Engineering Manager at Hinterview

Marcin Dyguda, Engineering Manager at Hinterview, outlines life-changing methods and frameworks that helped him become the most productive version of himself.


For many people, motivation is a cornerstone of productivity. It may come as a surprise to some people, but I don’t believe that motivation as such exists. Realizing that was an eye-opening moment that made my whole world go upside down. I didn’t have to wait anymore to become motivated to be productive. I was onto collecting small wins, one by one. By completing small, even unimportant tasks, I would get a sense of accomplishment which would drive motivation.

Actions taken

I started to avidly read anything even remotely related to productivity. I learned a great deal about different methods and frameworks. For example, I practiced this approach for a while: I would single out one thing on my To-Do list, which, when completed, would give me a sense of accomplishment. Regardless of how many things there were on the list, my day would look fulfilled and productive if I would complete that one.

I also tried out a number of To-Do apps but, in the end, had to find my own way of writing down things I want to accomplish. Currently, I am using post-it notes on my desk that I organize and re-shuffle around and two online apps -- Notion and ToDoist.

The most powerful framework I came across was 4DX (The Four Disciplines of Execution) by Franklin Covey, a method based on the principles of focus, leverage, engagement, and accountability. It gives four disciplines to help focus efforts towards the strategic aims (Focusing on the Wildly Important, Acting on Lead Measures, Keeping a Compelling Scoreboard, Creating a Cadence of Accountability). I was particularly inspired by the concept of WIG (Wildly important goal) that is often sidelined by the whirlwind which is our day-to-day work.

Moreover, I try to automate some of my productivity-related activities. If I would find a Slack message important enough to become a task, I would create integration and save it on Slack and Zapier, another third-party tool that would extract my Slack message and put it into my ToDoist app. This is how I try to stay organized since Slack is my main communication tool.
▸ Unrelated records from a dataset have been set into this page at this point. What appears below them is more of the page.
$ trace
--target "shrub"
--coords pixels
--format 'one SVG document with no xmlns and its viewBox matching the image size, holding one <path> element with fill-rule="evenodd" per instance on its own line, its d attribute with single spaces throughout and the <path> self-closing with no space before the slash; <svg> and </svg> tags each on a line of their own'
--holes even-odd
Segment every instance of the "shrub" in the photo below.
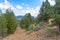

Notion is an app I use both for private and work-related tasks. Right now I am managing both the engineering and product side and have to stay on top of everything we deliver, and we need to scope out. My mind is often oversaturated with information from two different areas, and to focus better, I need to take care of my mental clutter. I clean up that clutter by writing things down either on paper or in the app.

Lessons learned

I made a long way in my efforts to streamline my productivity. Reading, trying out different approaches, revisiting the existing routines -- all of those helped me barrel forward. However, I also learned about inherent constraints or limitations to productivity that are making me more conscious of how I will direct my efforts.